Revisiting Gradient Normalization and Clipping for Nonconvex SGD under Heavy-Tailed Noise: Necessity, Sufficiency, and Acceleration
Tao Sun, Xinwang Liu, Kun Yuan
TL;DR
The paper studies SGD in nonconvex settings with heavy-tailed gradient noise and questions the necessity of gradient clipping. It shows that gradient normalization alone suffices for convergence under mild smoothness assumptions and that combining normalization with clipping yields superior convergence rates, removing logarithmic factors and improving constants. The authors extend these results to nonconvex variance-reduced algorithms and introduce an accelerated variant that leverages second-order smoothness to achieve faster rates, all without requiring a mini-batch size. The work provides a unified theory across normalization-only, clipping-only, and combined approaches, offering practical guidance for using normalization and clipping in noisy nonconvex optimization. It also discusses extensions to general normalization operators and highlights the potential for improved generalization due to relaxed minibatch constraints.
Abstract
Gradient clipping has long been considered essential for ensuring the convergence of Stochastic Gradient Descent (SGD) in the presence of heavy-tailed gradient noise.
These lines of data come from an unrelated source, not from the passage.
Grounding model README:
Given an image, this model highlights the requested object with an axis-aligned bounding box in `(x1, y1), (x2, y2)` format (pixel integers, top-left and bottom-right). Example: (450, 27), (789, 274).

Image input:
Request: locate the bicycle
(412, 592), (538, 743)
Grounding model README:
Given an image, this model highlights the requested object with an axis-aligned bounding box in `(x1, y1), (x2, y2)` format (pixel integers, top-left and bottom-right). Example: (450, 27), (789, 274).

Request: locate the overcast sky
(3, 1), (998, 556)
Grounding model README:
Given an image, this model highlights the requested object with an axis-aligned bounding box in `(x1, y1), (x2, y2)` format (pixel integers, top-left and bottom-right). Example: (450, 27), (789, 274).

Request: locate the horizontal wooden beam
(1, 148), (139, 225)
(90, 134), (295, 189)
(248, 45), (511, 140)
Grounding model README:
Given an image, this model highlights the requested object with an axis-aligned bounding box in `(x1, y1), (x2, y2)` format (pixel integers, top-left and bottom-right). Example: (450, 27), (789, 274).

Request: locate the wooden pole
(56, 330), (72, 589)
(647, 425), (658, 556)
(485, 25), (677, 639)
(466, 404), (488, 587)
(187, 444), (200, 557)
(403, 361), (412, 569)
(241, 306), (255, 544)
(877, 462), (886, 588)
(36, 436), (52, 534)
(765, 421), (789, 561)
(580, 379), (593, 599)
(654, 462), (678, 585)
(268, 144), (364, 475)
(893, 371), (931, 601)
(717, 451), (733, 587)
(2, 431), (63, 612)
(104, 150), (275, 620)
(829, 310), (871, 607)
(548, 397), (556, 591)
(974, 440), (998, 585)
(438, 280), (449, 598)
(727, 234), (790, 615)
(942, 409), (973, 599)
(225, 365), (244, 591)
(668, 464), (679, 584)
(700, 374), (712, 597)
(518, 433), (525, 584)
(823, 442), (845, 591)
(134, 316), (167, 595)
In this paper, we revisit this belief and explore whether gradient normalization can serve as an effective alternative or complement. We prove that, under individual smoothness assumptions, gradient normalization alone is sufficient to guarantee convergence of the nonconvex SGD. Moreover, when combined with clipping, it yields far better rates of convergence under more challenging noise distributions. We provide a unifying theory describing normalization-only, clipping-only, and combined approaches. Moving forward, we investigate existing variance-reduced algorithms, establishing that, in such a setting, normalization alone is sufficient for convergence. Finally, we present an accelerated variant that under second-order smoothness improves convergence. Our results provide theoretical insights and practical guidance for using normalization and clipping in nonconvex optimization with heavy-tailed noise.